Ortiz represents Rhonda Smira, a former employee of Sloat’s lobbying firm who sued the lobbyist, claiming she was wrongly fired after complaining about illegal gifts and campaign contributions being made by the firm to a large number of members of the Legislature.

The lawsuit triggered an FPPC probe, and the panel Thursday approved a settlement that fines Sloat and his firm $133,500.


“With this case we have a proposed record lobbying-case fine,” Gary Winuk, the FPPC enforcement chief, told the commission. “We’ve increased our enforcement on the issue of lobbying.”

Commissioner Gavin Hachiya Wasserman noted that the case involved “quite a few” fundraisers.

Sloat admitted to making improper campaign contributions to 37 politicians in the form of expensive wine, liquor and cigars provided at fundraisers, as well improperly arranging gifts including sports tickets for three officials.

The elected officials who received improper contributions, including Gov. Jerry Brown, Senate leader Darrell Steinberg and Assembly Speaker John Perez, are receiving warning letters after FPPC investigators determined they did not know that Sloat covered some fundraising expenses.


But the settlement makes no mention of other allegations in the lawsuit, including one that Sloat represented a Northern California Native American tribe and “hosted countless legislators, legislative staff and administrative staff on expensive golf outings on the tribe’s golf course.” Smira alleged in the lawsuit she made many of the arrangements herself.

Winuk said his investigators looked at that issue. “There were no violations by Mr. Sloat or his firm related to Yocha Dehe golf games,” Winuk said.

The lawsuit also alleges that a state assemblyman received an unreported gift when Sloat “made arrangements” with a Cuban artist to sell the lawmaker a painting at a “deep discount from the asking price” The art was sold at “nearly 50% below the asking price,” the lawsuit alleged. “The price was not available to any member of the general public.”
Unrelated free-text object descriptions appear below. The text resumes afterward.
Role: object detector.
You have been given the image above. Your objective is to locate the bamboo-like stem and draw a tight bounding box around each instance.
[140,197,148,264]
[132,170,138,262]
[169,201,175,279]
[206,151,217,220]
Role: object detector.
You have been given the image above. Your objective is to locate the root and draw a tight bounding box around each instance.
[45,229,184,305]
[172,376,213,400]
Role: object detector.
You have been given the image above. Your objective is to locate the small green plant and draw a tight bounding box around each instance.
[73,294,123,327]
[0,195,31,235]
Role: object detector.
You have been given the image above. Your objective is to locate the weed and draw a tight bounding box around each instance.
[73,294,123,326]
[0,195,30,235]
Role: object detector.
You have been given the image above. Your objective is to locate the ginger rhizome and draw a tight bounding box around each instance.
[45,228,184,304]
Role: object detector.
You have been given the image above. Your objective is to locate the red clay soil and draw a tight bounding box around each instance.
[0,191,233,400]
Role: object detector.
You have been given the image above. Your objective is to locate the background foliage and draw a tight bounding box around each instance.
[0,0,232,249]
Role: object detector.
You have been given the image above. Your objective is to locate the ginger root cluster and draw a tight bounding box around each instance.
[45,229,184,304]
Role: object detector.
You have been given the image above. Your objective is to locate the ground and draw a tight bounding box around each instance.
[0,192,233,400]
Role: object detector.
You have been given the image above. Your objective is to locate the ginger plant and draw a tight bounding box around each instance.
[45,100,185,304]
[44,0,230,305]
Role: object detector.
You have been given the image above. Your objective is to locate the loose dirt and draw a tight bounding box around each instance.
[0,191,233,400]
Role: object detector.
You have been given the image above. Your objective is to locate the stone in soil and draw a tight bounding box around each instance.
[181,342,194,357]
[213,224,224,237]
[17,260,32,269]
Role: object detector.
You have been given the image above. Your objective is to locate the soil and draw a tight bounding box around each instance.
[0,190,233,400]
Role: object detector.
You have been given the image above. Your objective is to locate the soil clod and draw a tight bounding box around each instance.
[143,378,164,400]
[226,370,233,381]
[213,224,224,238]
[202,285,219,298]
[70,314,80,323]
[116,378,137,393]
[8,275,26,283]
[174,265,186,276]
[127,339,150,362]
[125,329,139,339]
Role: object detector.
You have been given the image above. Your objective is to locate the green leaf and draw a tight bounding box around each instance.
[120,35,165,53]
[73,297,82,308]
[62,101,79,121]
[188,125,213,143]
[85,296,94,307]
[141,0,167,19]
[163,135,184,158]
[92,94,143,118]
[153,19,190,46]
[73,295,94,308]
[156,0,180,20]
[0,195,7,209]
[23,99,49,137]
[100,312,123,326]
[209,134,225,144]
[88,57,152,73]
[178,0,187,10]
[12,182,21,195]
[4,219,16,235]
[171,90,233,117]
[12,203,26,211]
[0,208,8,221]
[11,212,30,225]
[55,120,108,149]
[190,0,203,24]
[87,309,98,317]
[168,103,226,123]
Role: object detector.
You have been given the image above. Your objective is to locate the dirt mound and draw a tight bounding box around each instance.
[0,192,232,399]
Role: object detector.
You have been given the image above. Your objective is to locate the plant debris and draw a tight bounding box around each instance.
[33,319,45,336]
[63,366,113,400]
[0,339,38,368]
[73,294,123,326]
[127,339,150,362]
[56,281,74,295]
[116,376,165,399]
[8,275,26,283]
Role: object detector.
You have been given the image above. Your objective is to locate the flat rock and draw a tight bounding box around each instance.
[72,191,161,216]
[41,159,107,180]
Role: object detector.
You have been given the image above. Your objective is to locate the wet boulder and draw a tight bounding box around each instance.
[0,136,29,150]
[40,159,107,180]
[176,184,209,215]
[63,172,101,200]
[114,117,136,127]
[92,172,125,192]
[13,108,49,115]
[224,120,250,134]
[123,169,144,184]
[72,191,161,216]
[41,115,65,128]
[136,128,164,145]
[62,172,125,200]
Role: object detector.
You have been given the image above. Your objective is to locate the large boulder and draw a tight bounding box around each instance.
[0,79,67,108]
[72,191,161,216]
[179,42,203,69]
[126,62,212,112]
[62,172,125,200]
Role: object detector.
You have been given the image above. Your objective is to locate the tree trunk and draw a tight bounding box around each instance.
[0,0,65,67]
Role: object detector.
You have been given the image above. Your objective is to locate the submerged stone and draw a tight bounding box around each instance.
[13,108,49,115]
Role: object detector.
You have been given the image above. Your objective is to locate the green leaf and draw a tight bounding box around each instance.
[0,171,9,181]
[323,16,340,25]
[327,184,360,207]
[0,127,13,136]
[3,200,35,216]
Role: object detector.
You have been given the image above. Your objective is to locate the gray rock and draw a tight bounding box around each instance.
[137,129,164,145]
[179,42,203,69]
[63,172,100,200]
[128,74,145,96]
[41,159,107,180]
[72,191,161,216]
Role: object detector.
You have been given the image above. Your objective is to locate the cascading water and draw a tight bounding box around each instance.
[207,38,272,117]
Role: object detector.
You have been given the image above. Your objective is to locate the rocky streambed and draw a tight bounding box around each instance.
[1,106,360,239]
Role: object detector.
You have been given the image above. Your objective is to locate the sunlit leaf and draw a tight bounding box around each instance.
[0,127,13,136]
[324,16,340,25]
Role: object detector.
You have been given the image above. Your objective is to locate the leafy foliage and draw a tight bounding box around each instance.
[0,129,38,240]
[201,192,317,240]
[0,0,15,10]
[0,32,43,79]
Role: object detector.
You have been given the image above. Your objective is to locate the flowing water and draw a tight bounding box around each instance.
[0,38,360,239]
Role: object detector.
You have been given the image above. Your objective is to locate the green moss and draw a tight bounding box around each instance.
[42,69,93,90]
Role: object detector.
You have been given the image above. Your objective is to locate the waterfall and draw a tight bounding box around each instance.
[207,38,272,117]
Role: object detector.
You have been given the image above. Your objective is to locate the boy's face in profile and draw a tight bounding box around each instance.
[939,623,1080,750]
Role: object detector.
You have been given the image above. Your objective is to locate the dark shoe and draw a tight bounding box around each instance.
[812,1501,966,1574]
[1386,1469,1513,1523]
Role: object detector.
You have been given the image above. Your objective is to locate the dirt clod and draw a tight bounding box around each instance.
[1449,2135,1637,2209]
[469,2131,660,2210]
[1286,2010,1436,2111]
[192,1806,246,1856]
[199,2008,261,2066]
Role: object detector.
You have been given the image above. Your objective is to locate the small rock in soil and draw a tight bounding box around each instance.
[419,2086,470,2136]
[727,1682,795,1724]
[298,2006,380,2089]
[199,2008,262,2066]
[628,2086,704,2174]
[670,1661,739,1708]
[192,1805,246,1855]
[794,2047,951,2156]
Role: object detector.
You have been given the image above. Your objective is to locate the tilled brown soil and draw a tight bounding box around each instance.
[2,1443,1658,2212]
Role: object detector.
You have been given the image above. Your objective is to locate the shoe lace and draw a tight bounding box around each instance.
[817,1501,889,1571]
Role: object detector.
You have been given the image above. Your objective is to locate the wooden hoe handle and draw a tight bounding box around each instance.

Ortiz said the lawmaker who bought the painting from Cuban artist Javier Guerra is Assemblyman Isadore Hall III (D-Compton) and that it should have been reported as a gift.

Hall declined comment on the allegation. Winuk said there was insufficient evidence of a violation. “We’re not investigating that any further,” he said.

Responded Ortiz: “I’m disappointed they are not pursuing it. I understand when things are settled that there is give and take from both sides, but here the FPPC fell short of what they were charged with doing.”

The settlement also makes no mention of an allegation in the lawsuit that an unidentified “Senator A” received help from Sloat attending a San Francisco 49ers-New York Giants playoff game, including free access to the field. Lobbyists are prohibited from arranging gifts or favors for elected officials.

Steinberg (D-Sacramento) said he bought tickets for himself and his family to attend the playoff game, and that access to the field was arranged by the 49ers. The team was a client of Sloat’s until it recently dropped him as its lobbyist.


The 49ers contend that there is no monetary value to a field pass, because it cannot be bought, and therefore it need not be reported as a political gift.

“We’ve been led to believe he [Steinberg] is the ‘Senator A’ referred to, even though certain assertions are inconsistent with the facts,” said Rhys Williams, a spokesman for the senator.

Winuk said that his investigators looked at the allegations and will not be pursuing any action. “There was no evidence that supported a violation of the law,” he said.

Ortiz said he will continue his investigation as part of the civil lawsuit, and that he plans to take depositions from legislators, including Hall and Steinberg.